Eighty three years ago this week on April 21, 1918 the “Red Baron,” Manfred von Richthofen, was shot down and killed over the skies of France. With 80 air combat victories to his credit, Richthofen was the highest-ranking fighter ace of the war. Coming down behind enemy lines, the Australian troops that found him afforded the Red Baron a military funeral with full honors. A hero had died, and a legend was born.
In a war of such devastating carnage and apparent inhumanity, the public — on both sides of the conflict — saw the fighter pilot as the last bastion of heroism and chivalry — the aerial knight locked in honorable one-on-one combat in a clear blue sky high above the mud and trenches. Charles Lindberg remarked that the WWI pilots “represented chivalry and daring in my own [boyhood days] as did King Arthur's knights in childhood stories.”
Such fanciful imagery masked the grim reality of the high mortality rates among fighter pilots, and the fact that air combat had little effect on WWI's outcome. But often it was the aces themselves, in memoirs and newspaper articles, that fed the illusion. In Martin Gilbert's The First World War: A Complete History, we find the Red Baron's own description of the first of his 80 victories.
My Englishman twisted and turned, flying in zigzags. I was animated by a single thought: “The man in front of me must come down, whatever happens.” At last a favorable moment arrived. My opponent had apparently lost sight of me. Instead of twisting and turning he flew straight along. In a fraction of a second I was at his back with my excellent machine. I gave a short burst of shots with my machine-gun. I had gone so close that I was afraid I might dash into the Englishman.
Suddenly I nearly yelled with joy, for the propeller of the enemy machine had stopped turning. Hurrah! I had shot his engine to pieces; the enemy was compelled to land, for it was impossible for him to reach his own lines.
The English machine was swinging curiously to and fro. Probably something had happened to the pilot. The observer was no longer visible. His machine-gun was apparently deserted. Obviously I had hit the observer, and he had fallen from his seat. The Englishman landed close to the flying ground of one of our squadrons. I was so excited that I landed also, and my eagerness was so great that I nearly smashed up my machine.

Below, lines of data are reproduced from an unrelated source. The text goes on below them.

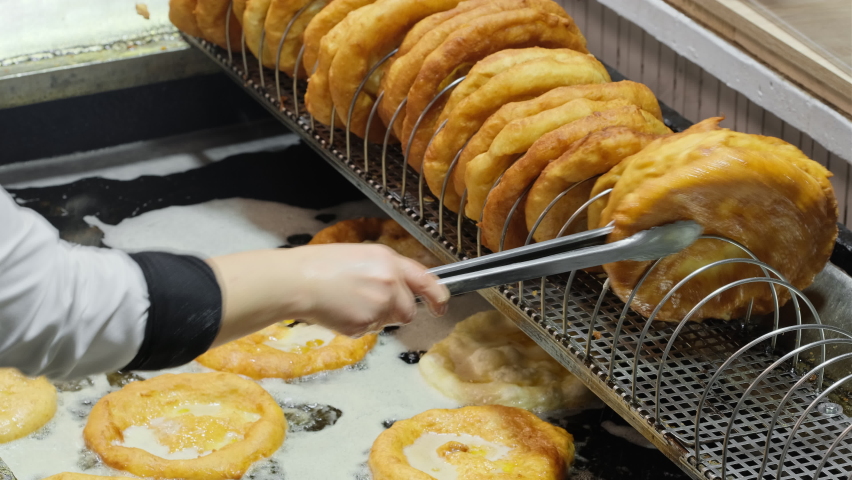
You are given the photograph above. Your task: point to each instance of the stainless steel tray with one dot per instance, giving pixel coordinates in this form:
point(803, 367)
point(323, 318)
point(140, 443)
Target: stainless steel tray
point(657, 388)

The English flying machine and my own stood close together. I rushed to the English machine and saw that a lot of soldiers were running towards my enemy. When I arrived I discovered that my assumption had been correct. I had shot the engine to pieces, and both the pilot and observer were severely wounded. The observer died at once, and the pilot while being transported to the nearest dressing station. I honored the fallen enemy by placing a stone on his beautiful grave.